GPUMemoryUtilizationNormalized The normalized GPU memory utilization metric value reported by each inference component replica.
GPUUtilizationNormalized The normalized GPU utilization metric value reported by each inference component replica. If the NumberOfAcceleratorDevicesRequired parameter is set, it shows the reserved utilization; otherwise, it shows the utilization beyond the limit.
MemoryUtilizationNormalized The normalized memory utilization value reported by each inference component replica.
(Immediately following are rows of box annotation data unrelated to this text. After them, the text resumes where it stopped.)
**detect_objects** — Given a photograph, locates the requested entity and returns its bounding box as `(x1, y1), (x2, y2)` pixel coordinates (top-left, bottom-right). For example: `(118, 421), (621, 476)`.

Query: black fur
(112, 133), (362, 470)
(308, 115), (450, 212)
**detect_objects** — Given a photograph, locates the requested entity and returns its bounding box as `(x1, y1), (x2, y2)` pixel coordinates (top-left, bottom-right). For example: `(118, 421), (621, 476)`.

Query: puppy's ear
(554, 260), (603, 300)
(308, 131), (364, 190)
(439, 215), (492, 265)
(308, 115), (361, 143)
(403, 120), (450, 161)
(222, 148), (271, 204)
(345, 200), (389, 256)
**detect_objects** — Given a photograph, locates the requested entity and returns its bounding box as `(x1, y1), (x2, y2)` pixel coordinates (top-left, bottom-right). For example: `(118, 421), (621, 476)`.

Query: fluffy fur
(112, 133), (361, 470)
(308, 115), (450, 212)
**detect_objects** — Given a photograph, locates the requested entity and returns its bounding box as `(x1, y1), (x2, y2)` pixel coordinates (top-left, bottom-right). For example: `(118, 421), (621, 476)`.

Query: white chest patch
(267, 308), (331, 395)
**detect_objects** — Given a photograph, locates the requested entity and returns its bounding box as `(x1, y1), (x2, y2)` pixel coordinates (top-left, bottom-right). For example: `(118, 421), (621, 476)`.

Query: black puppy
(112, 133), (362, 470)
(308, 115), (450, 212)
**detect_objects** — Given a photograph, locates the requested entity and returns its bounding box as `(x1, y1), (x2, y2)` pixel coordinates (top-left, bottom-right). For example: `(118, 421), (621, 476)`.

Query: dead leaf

If the MinMemoryRequiredInMb parameter is set, it shows the reserved utilization; otherwise, it shows the utilization beyond the limit.
Dimensions of Inference Component Metrics
Dimension Description
InferenceComponentName Filter inference component metrics.

Multi-Model Endpoint Model Loading Metrics

Metric Description
ModelLoadingWaitTime The time interval that the invocation request waits for downloading, loading, or both downloading and loading the target model to run inference. Unit: microseconds. Valid statistics: Average, Sum, Min, Max, Sample Count.
ModelUnloadingTime The time interval taken to unload the model through the container's UnloadModel API call. Unit: microseconds. Valid statistics: Average, Sum, Min, Max, Sample Count.
ModelDownloadingTime The time interval taken to download the model from Amazon S3. Unit: microseconds. Valid statistics: Average, Sum, Min, Max, Sample Count.
ModelLoadingTime The time interval taken to load the model through the container's LoadModel API call. Unit: microseconds. Valid statistics: Average, Sum, Min, Max, Sample Count.
ModelCacheHit The number of InvokeEndpoint requests sent to the loaded model in a multi-model endpoint. The "Average" statistic shows the ratio of requests for the loaded model. Unit: None. Valid statistics: Average, Sum, Sample Count.
Dimensions of Multi-Model Endpoint Model Loading Metrics
Dimension Description
EndpointName, VariantName Filter endpoint invocation metrics for the specified endpoint and variant's ProductionVariant.